Ao longo dos últimos 20 anos, eu acompanhei os vários encontros internacionais que discutiram as questões ambientais e foram muitos. Aliás, nesses encontros também se falou muito, mas se resolveu pouco em prol do meio ambiente, pois os governos na verdade, salvo raras exceções, não estavam muito, às vezes nada, dispostos a investir em meio ambiente (planeta) e nas pessoas (humanidade) e consequentemente terem que deixar de pensar em economia (dinheiro).

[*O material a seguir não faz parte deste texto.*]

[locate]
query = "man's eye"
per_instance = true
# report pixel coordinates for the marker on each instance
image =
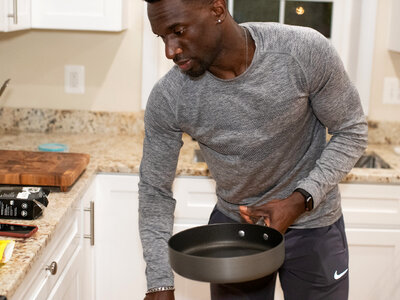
(179, 32)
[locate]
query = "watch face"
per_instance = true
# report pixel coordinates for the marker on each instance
(309, 203)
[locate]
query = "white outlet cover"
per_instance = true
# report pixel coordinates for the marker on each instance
(391, 90)
(74, 79)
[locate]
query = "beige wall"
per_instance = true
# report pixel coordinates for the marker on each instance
(386, 64)
(35, 59)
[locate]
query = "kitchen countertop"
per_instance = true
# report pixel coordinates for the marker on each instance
(118, 153)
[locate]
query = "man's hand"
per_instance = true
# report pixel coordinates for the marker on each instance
(278, 214)
(165, 295)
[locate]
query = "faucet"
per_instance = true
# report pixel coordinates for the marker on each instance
(3, 87)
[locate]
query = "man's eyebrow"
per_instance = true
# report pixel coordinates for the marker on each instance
(172, 27)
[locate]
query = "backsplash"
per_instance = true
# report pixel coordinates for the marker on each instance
(69, 121)
(78, 121)
(380, 132)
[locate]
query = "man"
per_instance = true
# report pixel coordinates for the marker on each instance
(258, 98)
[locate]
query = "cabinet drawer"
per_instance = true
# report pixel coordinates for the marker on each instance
(195, 197)
(39, 281)
(371, 204)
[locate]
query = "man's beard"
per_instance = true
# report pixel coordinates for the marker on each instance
(196, 72)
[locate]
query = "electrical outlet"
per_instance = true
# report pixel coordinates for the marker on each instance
(74, 79)
(391, 90)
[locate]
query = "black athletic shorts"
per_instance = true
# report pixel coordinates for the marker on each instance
(315, 267)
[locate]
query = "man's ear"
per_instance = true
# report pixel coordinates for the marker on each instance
(219, 10)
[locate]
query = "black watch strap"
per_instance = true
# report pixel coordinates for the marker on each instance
(308, 200)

Em 1992, eu já estava residindo e trabalhando em São Paulo, na Universidade de Taubaté, fazia 12 anos e a ONU resolveu promover outra Conferência, agora aparentemente mais preocupada com a questão ambiental, tanto que se chamou CONUMAD (Conferência das Nações Unidas sobre Meio Ambiente e Desenvolvimento) e esta reunião seria no Brasil e mais, na cidade do Rio de Janeiro, minha terra natal. Aí, eu disse para mim mesmo. Essa eu não vou perder. É claro que eu vou ver esse negócio de perto.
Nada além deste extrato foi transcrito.